Ian F. Sommerville (born 23 February 1951), is a British academic. He is the author of a popular student textbook on software engineering, as well as a number of other books and papers. He worked as a professor of software engineering at the University of St Andrews in Scotland until 2014 and is a prominent researcher in the field of systems engineering, system dependability and social informatics, being an early advocate of an interdisciplinary approach to system dependability.

==Education and personal life==
Ian Sommerville was born in Glasgow, Scotland in 1951.
He studied Physics at Strathclyde University and Computer Science at the University of St Andrews. He is married and has two daughters. As an amateur gourmet, he has written a number of restaurant reviews.

==Academic career==
Ian Sommerville was a lecturer in Computer Science at Heriot-Watt University in Edinburgh, Scotland from 1975 to 1978 and at Strathclyde University, Glasgow from 1978 to 1986.
From 1986 to 2006, he was Professor of Software Engineering in the Computing Department at the University of Lancaster, and in April 2006 he joined the School of Computer Science at St Andrews University, where he taught courses in advanced software engineering and critical systems engineering. He retired in January 2014 and since continues to do software-related things that he finds interesting.
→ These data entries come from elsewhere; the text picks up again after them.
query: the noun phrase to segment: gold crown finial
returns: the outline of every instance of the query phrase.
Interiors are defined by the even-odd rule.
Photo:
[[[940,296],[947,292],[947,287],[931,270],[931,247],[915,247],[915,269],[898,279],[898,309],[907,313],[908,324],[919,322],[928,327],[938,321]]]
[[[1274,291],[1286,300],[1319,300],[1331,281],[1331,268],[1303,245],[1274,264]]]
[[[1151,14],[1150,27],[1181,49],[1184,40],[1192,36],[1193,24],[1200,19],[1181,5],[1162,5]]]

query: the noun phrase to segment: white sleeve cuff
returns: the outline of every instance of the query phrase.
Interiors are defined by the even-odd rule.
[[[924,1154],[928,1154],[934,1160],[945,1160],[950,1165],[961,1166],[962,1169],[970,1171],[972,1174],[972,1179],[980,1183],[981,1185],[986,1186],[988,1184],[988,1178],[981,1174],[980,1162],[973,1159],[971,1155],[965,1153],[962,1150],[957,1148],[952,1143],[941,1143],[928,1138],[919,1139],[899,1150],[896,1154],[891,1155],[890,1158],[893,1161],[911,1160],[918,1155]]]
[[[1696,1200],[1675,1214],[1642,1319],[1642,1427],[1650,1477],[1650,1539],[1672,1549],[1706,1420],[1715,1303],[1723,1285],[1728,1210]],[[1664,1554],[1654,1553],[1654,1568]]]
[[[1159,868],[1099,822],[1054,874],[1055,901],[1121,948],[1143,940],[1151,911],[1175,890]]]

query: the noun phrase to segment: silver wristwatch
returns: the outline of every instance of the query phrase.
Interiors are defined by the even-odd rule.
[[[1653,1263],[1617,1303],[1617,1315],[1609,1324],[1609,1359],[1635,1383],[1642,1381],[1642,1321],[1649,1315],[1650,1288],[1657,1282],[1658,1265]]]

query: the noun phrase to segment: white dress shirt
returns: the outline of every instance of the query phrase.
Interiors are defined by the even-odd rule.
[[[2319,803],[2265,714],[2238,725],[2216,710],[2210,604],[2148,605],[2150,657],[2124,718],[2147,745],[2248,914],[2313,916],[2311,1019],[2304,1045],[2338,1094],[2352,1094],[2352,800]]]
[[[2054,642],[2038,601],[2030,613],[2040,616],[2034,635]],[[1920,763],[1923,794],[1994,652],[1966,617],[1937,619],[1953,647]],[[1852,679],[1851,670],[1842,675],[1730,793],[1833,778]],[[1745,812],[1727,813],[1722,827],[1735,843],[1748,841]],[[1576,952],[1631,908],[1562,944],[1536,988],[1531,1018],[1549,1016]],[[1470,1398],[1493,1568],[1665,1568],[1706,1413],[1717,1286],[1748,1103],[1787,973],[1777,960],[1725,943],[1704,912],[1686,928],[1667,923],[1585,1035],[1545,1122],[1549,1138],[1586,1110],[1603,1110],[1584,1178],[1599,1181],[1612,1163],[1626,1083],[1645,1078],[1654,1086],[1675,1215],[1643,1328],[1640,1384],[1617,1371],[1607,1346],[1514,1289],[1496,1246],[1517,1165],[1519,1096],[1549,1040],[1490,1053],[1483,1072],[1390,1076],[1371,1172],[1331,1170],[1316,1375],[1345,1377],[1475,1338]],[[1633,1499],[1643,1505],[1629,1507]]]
Ian Sommerville's research work, partly funded by the EPSRC has included systems requirements engineering and system evolution. He defined the process of Construction by configuration (CbC). A major focus has been system dependability, including the use of social analysis techniques such as ethnography to better understand how people and computers deliver dependability. He was a partner in the DIRC (Interdisciplinary Research Collaboration in Dependability) consortium, which focused on dependable systems design and is now (2006) working on the related INDEED (Interdisciplinary Design and Evaluation of Dependability) project. He has also been a member of the board of advisors to the IEEE SWEBOK project. He has worked on a number of European projects involving collaboration between academia and commercial enterprises, such as the ESPRIT project REAIMS (Requirements Engineering adaptation and improvement for safety and dependability).

==Public activities==
In 2006, Ian Sommerville was one of 23 academics in the computer field who wrote open letters calling for an independent audit of the British National Health Service's proposed Programme for IT (NPfIT) and expressing concern about the £12.4 billion programme.

==Publications==
Most widely read of Sommerville's publications is probably his student text book Software Engineering, currently in its 10th edition along with other textbooks Sommerville has also authored or co-authored numerous peer reviewed articles, papers.